- Associated Press - Sunday, October 29, 2017

HOUSTON (AP) - A whirlwind of emotion caught up with Alex Wood while in the dugout between innings, and not only because the young Dodgers left-hander still had a no-hit bid in his first World Series start.

Even before he took the mound against the Houston Astros on Saturday night, the date already had a lot of significance for Wood. And it all hit him during Game 4.

Wood’s parents had gotten engaged on that day nearly 30 years earlier. It was also his fiancée’s birthday, and marked eight years since an accident left his best friend paralyzed.

“I believe in fate, and I believe everything happens for a reason,” Wood said after the Dodgers beat Houston 6-2 to even the World Series at two games each. “I really always truly believe in God’s timing. I’m just really happy today went the way it did.”

Wood, a 26-year-old who won 16 games during the regular season, took a no-hitter in the sixth before George Springer homered with two outs. It was the deepest a Dodgers hurler had ever gone in a postseason game before allowing a hit .

That was also the end of the night for Wood, though manager Dave Roberts - who has had no problems going to his bullpen at any point, especially this postseason - acknowledged there was some hesitation about pulling Wood.

“I thought Alex earned the opportunity, obviously the way he was throwing the baseball, didn’t give up any hard contact, to continue to go,” Roberts said. “But at that point in time after the homer … I felt that was good enough. That was enough that he needed to give us. And to go to the ’pen right there, I felt we can keep them there, we win the game.”

The bullpen did, and the Dodgers won.

Brandon Morrow threw 1 1/3 scoreless innings, with the Dodgers tying the game in the seventh after he came on to finish the sixth for Wood.

Lefty Tony Watson pitched a scoreless eighth and got the win after Los Angeles scored five times in the ninth. Kenley Jansen closed out it, though he allowed a solo homer to Alex Bregman, the only other Astros hit.

The biggest start in his baseball career coincided with so many other things in Wood’s life.

“I usually don’t get too emotional, but just the culmination of all of those things together,” he said. “There’s a lot of important people in my life and events, good and bad, that have happened. And just it taking us to this point today is just really awesome, for sure.”

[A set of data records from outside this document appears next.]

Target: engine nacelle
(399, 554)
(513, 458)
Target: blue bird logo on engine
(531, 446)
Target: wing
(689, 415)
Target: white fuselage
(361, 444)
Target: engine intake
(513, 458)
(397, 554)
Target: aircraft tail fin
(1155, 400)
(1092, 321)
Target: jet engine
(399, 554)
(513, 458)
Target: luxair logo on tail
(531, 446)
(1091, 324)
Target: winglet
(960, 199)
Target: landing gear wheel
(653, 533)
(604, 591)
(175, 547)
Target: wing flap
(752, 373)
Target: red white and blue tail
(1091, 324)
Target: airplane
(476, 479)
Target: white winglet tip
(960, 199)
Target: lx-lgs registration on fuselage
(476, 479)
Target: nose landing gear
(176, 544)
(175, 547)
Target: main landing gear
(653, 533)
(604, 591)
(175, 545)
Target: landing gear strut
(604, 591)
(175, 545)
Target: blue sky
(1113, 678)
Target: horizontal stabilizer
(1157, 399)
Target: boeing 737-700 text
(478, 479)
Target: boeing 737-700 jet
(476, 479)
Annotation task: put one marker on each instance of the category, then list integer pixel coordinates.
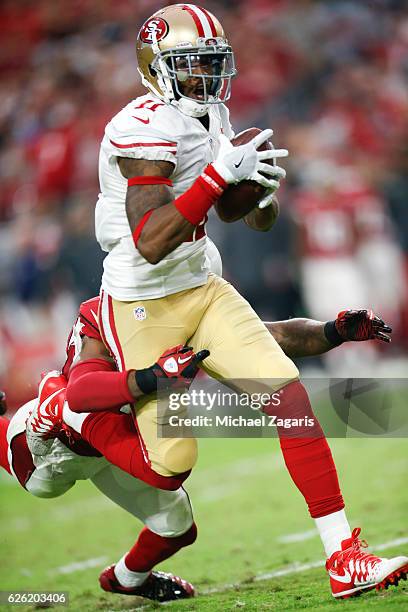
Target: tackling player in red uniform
(94, 385)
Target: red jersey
(337, 223)
(86, 324)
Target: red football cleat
(45, 422)
(353, 571)
(158, 586)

Chance Veazey, his former University of Georgia teammate, was paralyzed from the waist down when a car turned in front of the motorized scooter he was riding when he was a freshman. Wood and Dodgers teammate Kyle Farmer, who was also at Georgia at the time, have tattoos of the phrase “Second Chance” as a tribute to their friend.

Veazey was Wood’s guest during the All-Star Game this summer, hanging out with him in Miami.

In the World Series, Wood only issued two walks the first two times through the batting order, with one of those wiped out by a double play.

But leadoff hitter Springer homered, and Roberts was soon coming out of the Dodgers’ dugout after what had been an intriguing pitcher’s duel between Wood and Charlie Morton.

“I just trying to stay in the moment and stay focused on what I’m trying to do. The innings were rolling pretty quickly there the first four, five, six innings,” Wood said. “It kept us both of us locked in, a little bit of a groove. He was special, too.”